When I returned to the profession I embarked on my management career which took me from the role of Nursing Unit Manager through to that of Chief Nurse with many roles in between. While I enjoyed them all, the role of NUM was the most rewarding as it is where I truly felt I could and did make a difference. The role of Chief Nurse was by far the most challenging as it sometimes required a fine balance between organizational support and support for the individual. But there was not a day of my nine years in the ACT in that role where I thought twice about going to work and doing the best that I could for the nurses and midwives of the ACT.
It can be challenging to find ways to incorporate the profession's standards into everyday work. What is your view on this, and how we can achieve it?
I agree, this is a huge challenge for all of us. Every day the pressures of work, time constraints, competing demands and the requirements of our patients means we are struggling to get the balance right. Sometimes we see opportunities to cut a corner or to step outside our scope of practice in an effort to meet all the workload demands and to maintain professional standards. I can absolutely see why some nurses and midwives find themselves in difficult circumstances.

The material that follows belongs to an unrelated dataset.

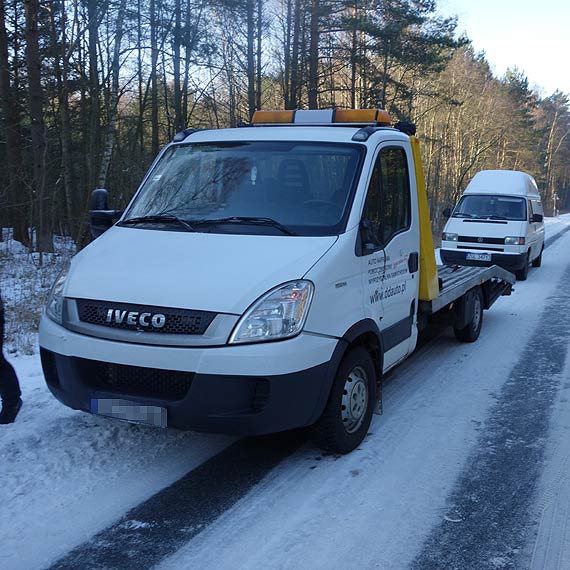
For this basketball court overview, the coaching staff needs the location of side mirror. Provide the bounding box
[89,188,109,210]
[360,220,382,255]
[89,188,123,239]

However, each of us has the responsibility to work safely, legally and professionally. To not do so is not only unacceptable but it means we fail to meet the standards set by our own professions. We are obliged as health professionals to uphold these standards and if we feel we cannot, we need to speak up, seek guidance and ask for support. One of the biggest issues for me in my time as Chief Nurse was that nurses and midwives, on occasion, worked outside their scope of practice. This was rarely intentional and nor was it done to cause harm and it was invariably caused by everyday work pressures. But a license to practice the profession is one of the most precious assets we have and we need to protect it. By so doing, we are protecting the public, a difficult concept for some to understand but paramount in upholding the standards of nursing and midwifery.
What is life like for you in your free time?
Now I am semi-retired and living on the beautiful central coast of NSW, not far from the beach. I enjoy the great outdoors rather than the four walls of my office. I take walks on the beach with my dog, Molly, and like lunching with family and friends as well as reading and watching BBC dramas on television. I am learning to play Bridge and of course I now have my regular train trips to Sydney to the NMC offices. There is plenty of reading to do in preparation for these meetings so with all that there is little time for much else. I still visit Canberra every six weeks or so and do some occasional teaching as well as consulting. All in all, as so many retirees say, I don’t know how I ever had time to work!
Do you have any advice or favourite words of wisdom for our readers?
I do. Nursing and Midwifery are wonderful professions where making a difference to the lives of others is an everyday occurrence. Respect the relationship we have with patients, appreciate the importance of teamwork and practice safely, ethically and professionally. The fundamental core of what we do is caring, so care for yourselves as well as for others.